Au Niger, la traite des personnes se manifeste à travers : l’exploitation de la mendicité d’autrui, l’esclavage sous sa forme traditionnelle, l’exploitation de la prostitution d’autrui, les servitudes domestiques, les servitudes pour dettes, le travail forcé et le trafic d’organes.
6. Le Niger étant un pays de destination des victimes de la traite, quels sont les pays de provenance des victimes de ce commerce honteux ?
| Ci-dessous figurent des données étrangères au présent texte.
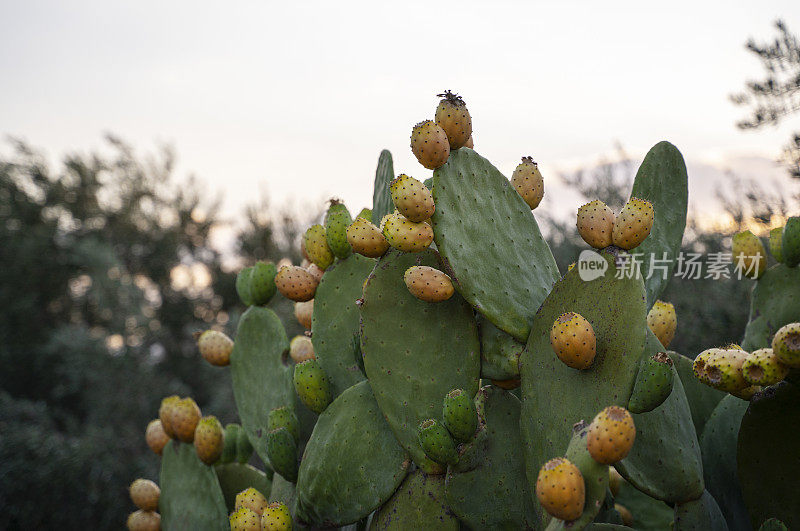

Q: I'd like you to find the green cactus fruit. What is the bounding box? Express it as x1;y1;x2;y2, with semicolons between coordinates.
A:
550;312;597;369
536;457;586;521
219;424;242;464
126;510;161;531
320;199;353;258
781;217;800;267
144;419;169;455
731;230;767;279
647;300;678;348
303;225;334;271
419;419;458;465
434;90;472;149
233;487;269;516
261;502;292;531
172;398;202;443
511;157;544;210
383;213;433;253
389;173;436;223
611;197;655;251
742;348;789;386
267;406;300;444
403;266;455;302
769;227;783;262
236;267;254;306
128;478;161;511
347;217;389;258
628;352;674;413
193;415;225;465
442;389;478;443
772;323;800;368
267;427;297;483
275;266;318;302
411;120;450;170
229;507;261;531
577;199;616;249
294;360;333;413
197;330;234;367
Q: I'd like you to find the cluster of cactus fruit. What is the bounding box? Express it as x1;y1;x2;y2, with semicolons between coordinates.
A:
128;91;800;531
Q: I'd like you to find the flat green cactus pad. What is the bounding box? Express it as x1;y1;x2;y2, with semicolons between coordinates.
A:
616;329;704;503
361;250;480;473
520;254;647;492
445;386;539;529
431;149;558;341
372;149;395;225
631;142;689;308
214;463;272;513
700;394;751;531
742;264;800;352
667;352;727;437
311;254;375;398
369;470;459;531
231;306;295;463
158;441;229;529
297;382;410;527
736;382;800;529
674;491;728;531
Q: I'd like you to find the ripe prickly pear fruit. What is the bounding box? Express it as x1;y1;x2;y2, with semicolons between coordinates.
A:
128;478;161;511
172;398;202;443
294;299;314;330
126;510;161;531
586;406;636;465
347;217;389;258
293;360;333;413
267;427;297;483
275;266;318;302
419;419;458;465
769;227;783;262
611;197;655;251
236;267;254;306
267;406;300;443
742;348;789;386
233;487;269;515
411;120;450;170
228;507;261;531
383;213;433;253
303;225;334;271
628;352;674;413
197;330;234;367
194;415;225;465
772;323;800;368
434;90;472;150
536;457;586;522
550;312;597;369
389;173;436;222
289;336;317;363
577;199;616;249
144;419;169;455
442;389;478;443
731;230;767;279
158;395;181;439
647;301;678;348
403;266;454;302
250;262;278;306
781;217;800;267
325;199;353;258
261;502;292;531
511;157;544;210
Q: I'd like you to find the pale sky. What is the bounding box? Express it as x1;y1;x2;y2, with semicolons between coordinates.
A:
0;0;800;229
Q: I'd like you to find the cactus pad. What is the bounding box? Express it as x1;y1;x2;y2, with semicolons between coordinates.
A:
431;149;558;341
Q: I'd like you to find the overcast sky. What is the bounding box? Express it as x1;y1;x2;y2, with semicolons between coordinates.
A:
0;0;800;227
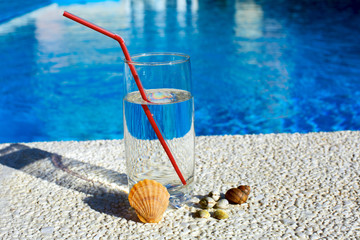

Le Niger n’est pas qu’un pays de destination des victimes de traite, c’est aussi un pays d’origine et de transit. En tant que pays de destination, les victimes viennent principalement du Togo, Benin, Mali, Nigeria et du Ghana. Ces derniers temps, on enregistre des sénégalais, des centrafricains et des camerounais parmi les victimes de traite.
7. Puisque le Niger est aussi un pays de départ des victimes de la traite, en destination de quels pays les victimes sont le plus souvent transportées.
Permettez-moi de préciser d’abord que la traite des personnes n’est pas toujours internationale. Elle est souvent interne, dans ce cas les victimes sont transportées des zones rurales vers les centres urbains comme Niamey.
Maintenant pour répondre à votre question, les victimes recrutées au Niger sont transportées vers l’Algérie, la Libye l’Arabie Saoudite, le Soudan, le Nigeria ou l’Europe.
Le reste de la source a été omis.